Where is this going?

We'll get there. I haven't written in a while, I am shaving off rust.

I have been involved in a few designs where design diagrams include some form of cache from the beginning. This brings me great sadness. I usually raise my hand to say "can we do that part last". In some cases I even try to get that part not done at all before the software is launched. I do all of that because I believe a design with a cache from the beginning is a bad design.

Bare with me, let me finish.

A system design is supposed to be an idealistic view of the system. Real systems should strive to be as close to that design as possible. If your system ideally contains explicit caching then you are asking for trouble.

What!?

Okay, calm down.

A good designer keeps reality in mind. But a good designer does not dirty the ideal system with reality flaws. A cache is a fix for a reality flaw. It should not be part of the ideal system. The flaw could be anything really. It could be the network. Even when you have a Gigabit connection, the network is relatively slow. It could be some complex computation. CPUs are really fast lately but they can still take a large amount of time to calculate things we really care about. Caching is how we try to overcome these flaws that physics imposes upon our systems.

So when I see caches as first class design components I shed a tear.

Okay, this is silly

Please, relax. I am getting there.

Look, I am not saying caches are bad and should be avoided. If I said anything like that I think I would check myself into a mental institution. What I am trying to say here is that the basic design of any new system should not contain explicit caches at all. However, possible caching points should be kept in mind and pointed out in the design. This will allow the system to be used first to learn usage patterns. Only then can a valid caching strategy be chosen.

Caches should be hidden details in a design.

What should be done then?

Systems should work first before they are fast.

Recently I see a lot of systems that are designed to depend on caches to work correctly. Systems that crash and burn without these brilliant pieces of software like Memcached.

When systems are designed to have caches before they are even used then the real components that should do the work hide behind the caches. For example, database servers that are surrounded by caches from launch. They work brilliantly with lightning fast response times. Until one day the cache is emptied for some reason and the database explodes. When what should happen instead is that the database should take over and continue to work, just slower. This happens because the cache always takes the load off the database server and we end up not knowing how much load the database server can actually handle.

Also, usually software is designed before it is used. Caching is not a one-strategy-fits-all-use-cases. In most cases one can estimate how a system will be used based on existing data and intuition. However, you can never really know how a system will be used until you give it to users. Caching can be done randomly. But good caching is dependent on usage patterns. The type of cache to use, the time to cache values, the caching strategy to use. All these depend on how a system is used. They are bandages for specific flaws. I don't see how they can be part of an ideal design.

I mentioned earlier that a good cache is not noticeable. A system should work without a cache and carry as much load as it can. A cache should be introduced to speed up parts of the system that are otherwise too slow without it, to help the system deal with that load faster. The cache should not be the system itself.

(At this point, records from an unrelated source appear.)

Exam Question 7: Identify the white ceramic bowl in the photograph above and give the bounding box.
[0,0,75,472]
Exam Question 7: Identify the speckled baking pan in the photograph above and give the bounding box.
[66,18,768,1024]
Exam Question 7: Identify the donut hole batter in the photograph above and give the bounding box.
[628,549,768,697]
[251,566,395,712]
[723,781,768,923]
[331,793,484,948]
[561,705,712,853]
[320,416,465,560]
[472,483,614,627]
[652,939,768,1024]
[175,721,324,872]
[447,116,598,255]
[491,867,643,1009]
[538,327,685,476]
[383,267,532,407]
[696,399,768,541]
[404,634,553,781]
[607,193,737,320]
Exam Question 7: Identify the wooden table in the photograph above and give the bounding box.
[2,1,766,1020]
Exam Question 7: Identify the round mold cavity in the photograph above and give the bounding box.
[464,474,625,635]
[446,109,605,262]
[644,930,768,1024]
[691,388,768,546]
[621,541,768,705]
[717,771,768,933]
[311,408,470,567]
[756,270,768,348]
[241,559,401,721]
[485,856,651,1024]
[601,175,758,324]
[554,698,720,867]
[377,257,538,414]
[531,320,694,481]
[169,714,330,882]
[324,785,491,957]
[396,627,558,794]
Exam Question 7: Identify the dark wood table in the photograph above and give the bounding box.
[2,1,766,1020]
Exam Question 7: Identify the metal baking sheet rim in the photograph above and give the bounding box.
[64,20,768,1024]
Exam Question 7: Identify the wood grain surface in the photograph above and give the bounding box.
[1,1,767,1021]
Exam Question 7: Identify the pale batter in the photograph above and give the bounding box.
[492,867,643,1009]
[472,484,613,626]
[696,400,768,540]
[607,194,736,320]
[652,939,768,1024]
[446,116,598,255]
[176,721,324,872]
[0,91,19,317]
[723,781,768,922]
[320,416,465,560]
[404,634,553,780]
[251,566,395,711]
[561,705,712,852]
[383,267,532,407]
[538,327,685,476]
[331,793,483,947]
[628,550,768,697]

A good caching strategy could buy you time. It could relieve your database of heavy loads while you figure out which is the most popular sharding technique. Popularity is how we design systems after all. It could remove strain from your tiny monolith application server while you figure out how to use Kubernetes. To autoscale, right? The list goes on and on. However, the key is to always remember to actually fix the system to be able to handle things on its own.

Echo

Software design is part engineering and part art. Experience shows up a great deal in art. In software design, engineering is knowing how a system should ideally be and art is knowing where potential reality flaws could creep up.

Be a good designer. Do not just cache!